Avoiding any mistake is a big mistake. You learn from mistakes too.
There is no right path in the sense of a concrete manual with steps what to do.
Try different things and learn what works for you and your context. This will not work without mistakes.

I can suggest you different things and you have to find out for you own if/how they work for you.

Basically is testing learning a and experimenting with a product. Sure, very often supported by tools. To different degrees.
And as this products aren’t our owns, we discuss our testing with others. Discuss where risks are, what should be tested and what the the results and implications are. Also what hindrances you had and by that what could be improved to make testing easier.

This is the “single path” I see. Very abstract and therefore probably true for every tester (please don’t judge me for inaccurate details).
Sure, note taking its something all testers in one or the other way. As you see from the last words, even that is done differently.

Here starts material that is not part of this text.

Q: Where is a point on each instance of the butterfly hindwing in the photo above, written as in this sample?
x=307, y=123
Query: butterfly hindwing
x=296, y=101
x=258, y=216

To give you something more concrete:
I personally get much out of the work from James Marcus Bach and Michael Bolton from RST. Go on their websites and start reading what interests you.
When you can afford it, take one of the RST courses.

For the start: As you maybe familiar with the typical test pyramid here a link to a related topic.

Just be warned that some people are angry and/or sad how this two behave on social media (I see issues on both sides, no judgment intended. I’m sad about this situation). In personal contact I met them as nice people.
Therefore this names make same people angry and maybe reject further discussion with you.

Edit: I suggest to stop using “manual” testing. Start reading the websites and you will find out why.:wink:
Sure, there is much automation in testing.